CMP CLUB’S CORNER-Sydney Katz – A Shooting Star
August 21, 2015Civilian Marksmanship Program▸The First Shot▸CMP CLUB’S CORNER-Sydney Katz – A Shooting Star
By Deb Lyman, CMP State Director of Connecticut (Editorial assistance provided by Hap Rocketto)
Cos Cob Rifle and Revolver Club arrived at the U.S. Coast Guard Academy’s Chase Hall Range complex to shoot the Connecticut State Junior Olympic Shooting Championships in early January of 2014. Coaches Jude Collins and Rocco Cicci walked in with 15 competitors and a host of parents into the unfamiliar world of electronic targets and stringent international shooting rules.
The Blue Trail Range (BTR) staff had recognized the team’s talent and support and encouraged them to move their club from training gallery shooting to grooming shooters for international competition.
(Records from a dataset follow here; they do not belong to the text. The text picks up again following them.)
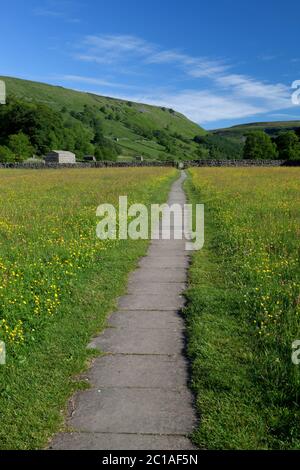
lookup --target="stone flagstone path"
[51,172,196,450]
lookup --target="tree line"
[243,129,300,160]
[0,96,119,162]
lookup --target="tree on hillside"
[276,131,300,160]
[8,132,33,162]
[244,131,278,160]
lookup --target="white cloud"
[56,75,135,88]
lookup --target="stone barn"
[45,150,76,163]
[83,155,97,162]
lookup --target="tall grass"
[0,168,177,449]
[187,168,300,448]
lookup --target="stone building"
[45,150,76,163]
[83,155,97,162]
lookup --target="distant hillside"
[210,120,300,141]
[0,77,207,160]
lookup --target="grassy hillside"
[0,77,206,160]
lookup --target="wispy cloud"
[33,0,80,23]
[55,75,136,89]
[71,35,292,123]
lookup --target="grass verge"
[0,168,177,450]
[185,172,300,450]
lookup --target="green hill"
[210,120,300,140]
[0,77,207,160]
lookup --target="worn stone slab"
[88,355,188,389]
[108,310,184,329]
[51,171,196,450]
[127,281,186,296]
[89,328,184,355]
[68,388,195,435]
[51,433,195,450]
[118,290,185,310]
[139,255,189,269]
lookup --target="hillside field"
[185,168,300,449]
[0,77,206,160]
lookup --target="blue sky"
[0,0,300,129]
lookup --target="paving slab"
[118,292,185,310]
[129,268,187,284]
[127,281,186,295]
[50,171,197,450]
[108,310,184,329]
[51,432,195,450]
[68,388,195,435]
[87,354,188,390]
[139,254,189,269]
[89,328,184,354]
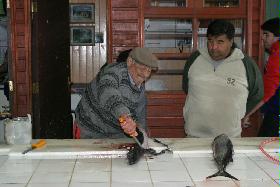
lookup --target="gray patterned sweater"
[76,62,146,138]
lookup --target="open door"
[31,0,72,138]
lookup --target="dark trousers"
[258,113,280,137]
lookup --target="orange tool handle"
[32,140,46,149]
[119,116,138,137]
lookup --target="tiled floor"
[0,153,280,187]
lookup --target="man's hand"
[119,115,138,136]
[241,116,252,129]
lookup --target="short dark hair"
[207,19,235,40]
[261,18,280,37]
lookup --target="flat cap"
[261,18,280,37]
[129,47,158,69]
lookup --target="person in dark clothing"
[243,18,280,137]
That day set a new course for Cos Cob and for one of its junior shooters in particular – to go from a goal of shooting a dime-sized, five-shot group at 50 feet to producing groups small enough to be recruited by many of the Top 10 collegiate rifle teams.
Sydney Katz and her father, Marc Katz, watched the Coast Guard’s electronic target system’s monitor as a couple of experienced international shooters kept their shots within the nine ring. They asked Dave Lyman what it would take for her to bring her shooting to that level. The answer was better rifle and shooting clothing and match exposure. More importantly, it would also take time and will to put in the hard work of training.
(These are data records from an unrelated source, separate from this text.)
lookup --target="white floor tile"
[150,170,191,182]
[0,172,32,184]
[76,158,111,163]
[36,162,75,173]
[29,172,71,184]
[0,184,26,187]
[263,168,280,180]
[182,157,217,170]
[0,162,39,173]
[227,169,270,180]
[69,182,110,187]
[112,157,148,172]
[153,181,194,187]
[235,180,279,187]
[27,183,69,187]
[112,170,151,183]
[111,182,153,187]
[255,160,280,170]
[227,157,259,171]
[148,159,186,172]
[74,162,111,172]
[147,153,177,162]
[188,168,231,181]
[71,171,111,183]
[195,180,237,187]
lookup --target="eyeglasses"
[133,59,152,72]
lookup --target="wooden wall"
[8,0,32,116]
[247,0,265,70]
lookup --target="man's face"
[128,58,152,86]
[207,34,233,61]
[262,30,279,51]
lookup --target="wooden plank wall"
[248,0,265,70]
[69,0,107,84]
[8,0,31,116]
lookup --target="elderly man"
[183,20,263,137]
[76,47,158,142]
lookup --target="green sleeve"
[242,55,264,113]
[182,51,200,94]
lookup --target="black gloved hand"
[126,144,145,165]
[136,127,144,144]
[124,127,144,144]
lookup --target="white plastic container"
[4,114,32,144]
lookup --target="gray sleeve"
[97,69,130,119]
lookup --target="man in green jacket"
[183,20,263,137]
The equipment was quickly ordered, coaching scheduled, and the hard work began. Coupled with training hard on the range, she was also diligently traveling around the country to look at colleges. She toured and fired an open invitational match at The Ohio State University. She returned home to explain to her parents that she really liked the team and range, but the Animal Science academia just didn’t seem to be a good fit.
A little more than one year after she shot the 2014 JORC, the fruits of her labor have been recognized. Coast Guard made an attempt to recruit her but was told she had been accepted at the University of Kentucky. When it was mentioned that Wildcat Coach Harry Mullins was a lucky man, Sydney remarked that she was not a recruited athlete and hoped for a walk-on spot. Hearing that, the Coast Guard alerted Kentucky. When Sydney participated in the 2015 National JORC at Colorado Springs, Coach Mullins was seated right behind her firing point observing her very carefully.
A shooting star is a bright rapidly moving meteor entering the Earth’s atmosphere. Sydney Katz is the shooting equivalent – a bright, rapidly moving contender entering Division I varsity rifle competition. She is very modest about her accomplishments and possesses the Wildcat demeanor that will make her a formidable member of the UK rifle team (she leaves Connecticut driving a Jeep with “UK 10.9” on her license plate).